近い将来の発生が懸念される南海トラフ地震の想定震源域の海底下で、「ゆっくり滑り」と呼ばれる地殻変動が起きたことを東京大と海上保安庁の研究チームが観測し、米科学誌電子版に15日発表した。巨大地震が発生するメカニズムの解明に役立つと期待される。
ゆっくり滑りはプレート(岩板)境界の断層がゆっくりと滑り、地震を起こすひずみが徐々に解消される現象。東日本大震災が起きる引き金となった可能性も指摘されるなど、巨大地震との関連が注目されている。南海トラフ地震の想定震源域では陸側で確認されてきたが、海域での観測は難しかった。

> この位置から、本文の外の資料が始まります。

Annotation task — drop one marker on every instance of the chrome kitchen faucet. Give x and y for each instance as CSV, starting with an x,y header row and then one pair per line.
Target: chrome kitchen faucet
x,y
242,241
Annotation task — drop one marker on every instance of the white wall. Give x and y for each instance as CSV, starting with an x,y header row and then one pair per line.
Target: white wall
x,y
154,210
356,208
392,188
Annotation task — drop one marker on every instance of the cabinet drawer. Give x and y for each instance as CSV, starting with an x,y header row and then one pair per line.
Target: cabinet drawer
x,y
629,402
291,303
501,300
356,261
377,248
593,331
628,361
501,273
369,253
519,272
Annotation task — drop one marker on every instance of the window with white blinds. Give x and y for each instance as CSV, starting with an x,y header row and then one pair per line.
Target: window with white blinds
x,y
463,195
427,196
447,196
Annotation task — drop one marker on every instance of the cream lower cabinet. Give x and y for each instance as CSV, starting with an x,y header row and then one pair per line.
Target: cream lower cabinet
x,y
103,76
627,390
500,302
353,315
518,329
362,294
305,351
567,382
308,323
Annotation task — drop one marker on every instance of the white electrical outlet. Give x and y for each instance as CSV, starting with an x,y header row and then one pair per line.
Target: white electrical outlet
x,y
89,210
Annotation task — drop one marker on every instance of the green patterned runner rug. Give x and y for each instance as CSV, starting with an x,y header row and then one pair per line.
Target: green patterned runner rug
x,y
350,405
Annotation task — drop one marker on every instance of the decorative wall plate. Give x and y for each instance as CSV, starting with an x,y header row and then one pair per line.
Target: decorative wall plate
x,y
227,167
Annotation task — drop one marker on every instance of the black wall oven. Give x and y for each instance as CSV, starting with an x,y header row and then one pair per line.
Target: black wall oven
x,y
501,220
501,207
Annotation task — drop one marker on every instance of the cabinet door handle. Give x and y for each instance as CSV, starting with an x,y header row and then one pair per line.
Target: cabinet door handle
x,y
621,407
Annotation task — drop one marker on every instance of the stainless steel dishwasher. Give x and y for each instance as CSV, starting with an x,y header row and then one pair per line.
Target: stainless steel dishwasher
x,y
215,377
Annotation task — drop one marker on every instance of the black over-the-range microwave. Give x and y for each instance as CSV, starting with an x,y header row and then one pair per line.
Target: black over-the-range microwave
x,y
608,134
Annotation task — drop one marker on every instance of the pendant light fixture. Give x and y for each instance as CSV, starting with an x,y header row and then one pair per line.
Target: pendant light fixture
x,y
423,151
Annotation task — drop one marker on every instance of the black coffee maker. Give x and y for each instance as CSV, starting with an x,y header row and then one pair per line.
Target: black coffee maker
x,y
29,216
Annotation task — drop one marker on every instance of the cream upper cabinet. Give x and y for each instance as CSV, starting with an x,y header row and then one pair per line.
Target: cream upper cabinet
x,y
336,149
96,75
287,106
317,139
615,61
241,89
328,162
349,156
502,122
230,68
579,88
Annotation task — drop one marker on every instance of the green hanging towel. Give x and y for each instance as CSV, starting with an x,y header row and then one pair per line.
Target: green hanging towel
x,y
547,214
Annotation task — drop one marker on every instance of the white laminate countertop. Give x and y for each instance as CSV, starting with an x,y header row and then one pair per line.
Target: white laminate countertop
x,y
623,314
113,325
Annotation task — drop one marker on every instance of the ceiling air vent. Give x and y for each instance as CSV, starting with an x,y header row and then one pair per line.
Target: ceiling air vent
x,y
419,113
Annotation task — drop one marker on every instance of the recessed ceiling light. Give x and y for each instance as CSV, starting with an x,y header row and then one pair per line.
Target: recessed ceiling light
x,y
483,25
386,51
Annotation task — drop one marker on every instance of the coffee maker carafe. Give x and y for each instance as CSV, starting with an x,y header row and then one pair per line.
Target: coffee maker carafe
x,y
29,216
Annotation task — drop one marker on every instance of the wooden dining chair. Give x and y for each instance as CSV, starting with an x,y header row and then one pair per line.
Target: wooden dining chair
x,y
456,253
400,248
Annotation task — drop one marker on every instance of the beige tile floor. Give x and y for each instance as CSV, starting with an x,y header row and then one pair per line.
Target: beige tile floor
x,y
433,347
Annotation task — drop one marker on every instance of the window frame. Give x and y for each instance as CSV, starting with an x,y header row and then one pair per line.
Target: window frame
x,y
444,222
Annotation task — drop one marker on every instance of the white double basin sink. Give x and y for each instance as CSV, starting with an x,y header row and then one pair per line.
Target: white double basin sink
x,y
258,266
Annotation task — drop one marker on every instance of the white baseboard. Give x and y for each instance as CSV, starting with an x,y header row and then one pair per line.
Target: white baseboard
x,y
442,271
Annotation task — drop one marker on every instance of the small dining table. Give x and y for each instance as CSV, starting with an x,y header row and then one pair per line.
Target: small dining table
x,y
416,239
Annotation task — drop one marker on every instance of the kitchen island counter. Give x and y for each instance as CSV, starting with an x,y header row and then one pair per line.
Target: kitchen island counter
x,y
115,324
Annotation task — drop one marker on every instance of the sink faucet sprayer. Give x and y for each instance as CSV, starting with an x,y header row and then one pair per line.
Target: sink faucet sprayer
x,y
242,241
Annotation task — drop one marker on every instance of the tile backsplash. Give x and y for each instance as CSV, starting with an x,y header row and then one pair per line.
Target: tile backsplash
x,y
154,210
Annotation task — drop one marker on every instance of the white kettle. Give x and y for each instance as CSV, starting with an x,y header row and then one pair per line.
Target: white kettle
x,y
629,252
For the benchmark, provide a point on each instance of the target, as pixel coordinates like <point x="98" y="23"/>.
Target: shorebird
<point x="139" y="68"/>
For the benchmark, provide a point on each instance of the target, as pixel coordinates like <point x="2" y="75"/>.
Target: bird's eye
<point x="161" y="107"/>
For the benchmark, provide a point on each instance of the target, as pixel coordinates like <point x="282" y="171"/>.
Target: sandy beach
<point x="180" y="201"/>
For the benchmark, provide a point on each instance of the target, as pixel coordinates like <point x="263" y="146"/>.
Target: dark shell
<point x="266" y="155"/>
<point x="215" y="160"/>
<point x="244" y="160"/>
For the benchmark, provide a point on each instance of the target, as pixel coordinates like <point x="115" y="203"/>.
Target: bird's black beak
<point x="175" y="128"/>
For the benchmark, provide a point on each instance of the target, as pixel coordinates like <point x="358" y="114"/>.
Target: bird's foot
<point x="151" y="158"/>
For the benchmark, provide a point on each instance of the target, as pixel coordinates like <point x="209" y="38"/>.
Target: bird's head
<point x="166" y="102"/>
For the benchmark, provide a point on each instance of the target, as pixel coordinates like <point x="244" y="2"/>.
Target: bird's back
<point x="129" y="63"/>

研究チームは測位衛星と海底の観測装置のデータを解析し、南海トラフに近い場所で平成30年までの13年間にゆっくり滑りを計8回確認。発生場所が特定できたのはうち1回で、29年末から30年半ばにかけて、潮岬から室戸岬までの沖合でマグニチュード(M)6・6に相当するひずみが解消されたことを突き止めた。
このすぐ北側には、プレート境界が固着してひずみがたまっている場所があり、南北でひずみの蓄積量の差が拡大した形で、チームは巨大地震が誘発される可能性もあるとみている。